Open Access Oral presentation

Alcoholic dementia: myth or reality?

Elissavet Kapaki

  • Correspondence: Elissavet Kapaki

Author Affiliations

Department of Neurology, Eginition Hospital, Athens University Medical School, Athens Greece

Annals of General Psychiatry 2006, 5(Suppl 1):S57  doi:10.1186/1744-859X-5-S1-S57


The electronic version of this article is the complete one and can be found online at:


Published:28 February 2006

©

Oral presentation

Chronic alcohol abuse and/or dependence may result in cognitive decline, ranging from isolated amnesia and/or mild cognitive impairment to full-blown dementia. The underlying mechanisms include deficiency of nutritional factors (such as B-complex vitamins) resulting in Wernicke-Koraskoff's syndrome, and/or pellagrous encephalopathy, liver failure, Marchiafava-Bignami disease and cerebrovascular disease or combinations of the above. However, it has been suggested that progressive cognitive impairment can occur in the absence of the above-established syndromes, and has been attributed to the direct toxic effect of ethanol on the brain. Basic and clinical research has been shown that alcohol may be directly toxic to nerve cells via interplay of oxidative stress, excitotoxicity, mitochondrial damage and apoptosis.

The term "alcoholic dementia", formerly used to describe this concept, has cast doubt on its existence due to the absence of validated clinical, neuropathological and radiological criteria. A broader definition, such as "alcohol related dementia" (ARD) has been introduced to encompass a broader spectrum of alcohol related cognitive disorder. Current diagnostic criteria for ARD are based almost exclusively on clinical grounds.

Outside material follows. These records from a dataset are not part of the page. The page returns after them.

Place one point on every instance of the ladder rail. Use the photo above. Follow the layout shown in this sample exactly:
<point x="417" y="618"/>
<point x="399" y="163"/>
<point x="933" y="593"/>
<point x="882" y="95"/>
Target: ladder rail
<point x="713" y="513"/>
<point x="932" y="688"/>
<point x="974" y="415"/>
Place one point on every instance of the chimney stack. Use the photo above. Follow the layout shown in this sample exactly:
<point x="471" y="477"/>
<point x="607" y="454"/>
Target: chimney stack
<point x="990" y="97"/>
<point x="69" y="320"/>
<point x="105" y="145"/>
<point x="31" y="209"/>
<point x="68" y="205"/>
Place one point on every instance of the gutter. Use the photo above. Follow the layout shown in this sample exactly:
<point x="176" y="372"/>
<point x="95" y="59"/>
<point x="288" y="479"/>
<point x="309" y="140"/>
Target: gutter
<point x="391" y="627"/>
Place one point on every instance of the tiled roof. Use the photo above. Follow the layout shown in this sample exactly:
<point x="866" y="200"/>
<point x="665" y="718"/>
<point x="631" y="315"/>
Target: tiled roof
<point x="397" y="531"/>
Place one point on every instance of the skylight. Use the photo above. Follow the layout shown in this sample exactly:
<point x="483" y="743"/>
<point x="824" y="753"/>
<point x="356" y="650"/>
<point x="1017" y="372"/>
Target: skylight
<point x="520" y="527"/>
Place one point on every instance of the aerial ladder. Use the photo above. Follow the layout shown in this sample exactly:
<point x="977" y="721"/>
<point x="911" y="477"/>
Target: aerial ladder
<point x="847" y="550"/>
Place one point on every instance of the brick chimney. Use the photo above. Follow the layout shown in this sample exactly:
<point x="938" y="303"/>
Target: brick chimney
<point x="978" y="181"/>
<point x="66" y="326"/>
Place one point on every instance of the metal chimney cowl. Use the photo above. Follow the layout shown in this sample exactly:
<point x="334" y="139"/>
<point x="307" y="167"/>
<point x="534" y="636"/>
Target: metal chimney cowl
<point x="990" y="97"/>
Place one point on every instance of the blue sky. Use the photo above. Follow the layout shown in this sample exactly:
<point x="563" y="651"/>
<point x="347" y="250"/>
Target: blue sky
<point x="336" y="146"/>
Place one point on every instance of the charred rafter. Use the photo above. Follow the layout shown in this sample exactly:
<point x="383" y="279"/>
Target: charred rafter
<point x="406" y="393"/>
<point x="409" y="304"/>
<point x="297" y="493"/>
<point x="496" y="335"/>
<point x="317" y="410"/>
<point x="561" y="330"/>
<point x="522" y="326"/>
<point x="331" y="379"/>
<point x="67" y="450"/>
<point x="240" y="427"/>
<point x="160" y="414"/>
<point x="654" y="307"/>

Oslin et al. (1998) proposed clinical diagnostic criteria for ARD based on epidemiologic and neuropathologic evidence to support these clinical criteria, which require validation. We present clinical, imaging and neurochemical characteristics of our group of elderly alcoholic partients fullfiling the above proposed criteria. The increased risk of dementia in older individuals often presents a dilemma for the clinician in the differential diagnosis, especially when dealing with elderly patients with a long and heavy history of alcohol abuse. Since alcohol effects on cognition and on the brain may be reversible in contrast to other dementias, mainly Alzheimer's disease renders the early differentiation of these disorders clinically significant.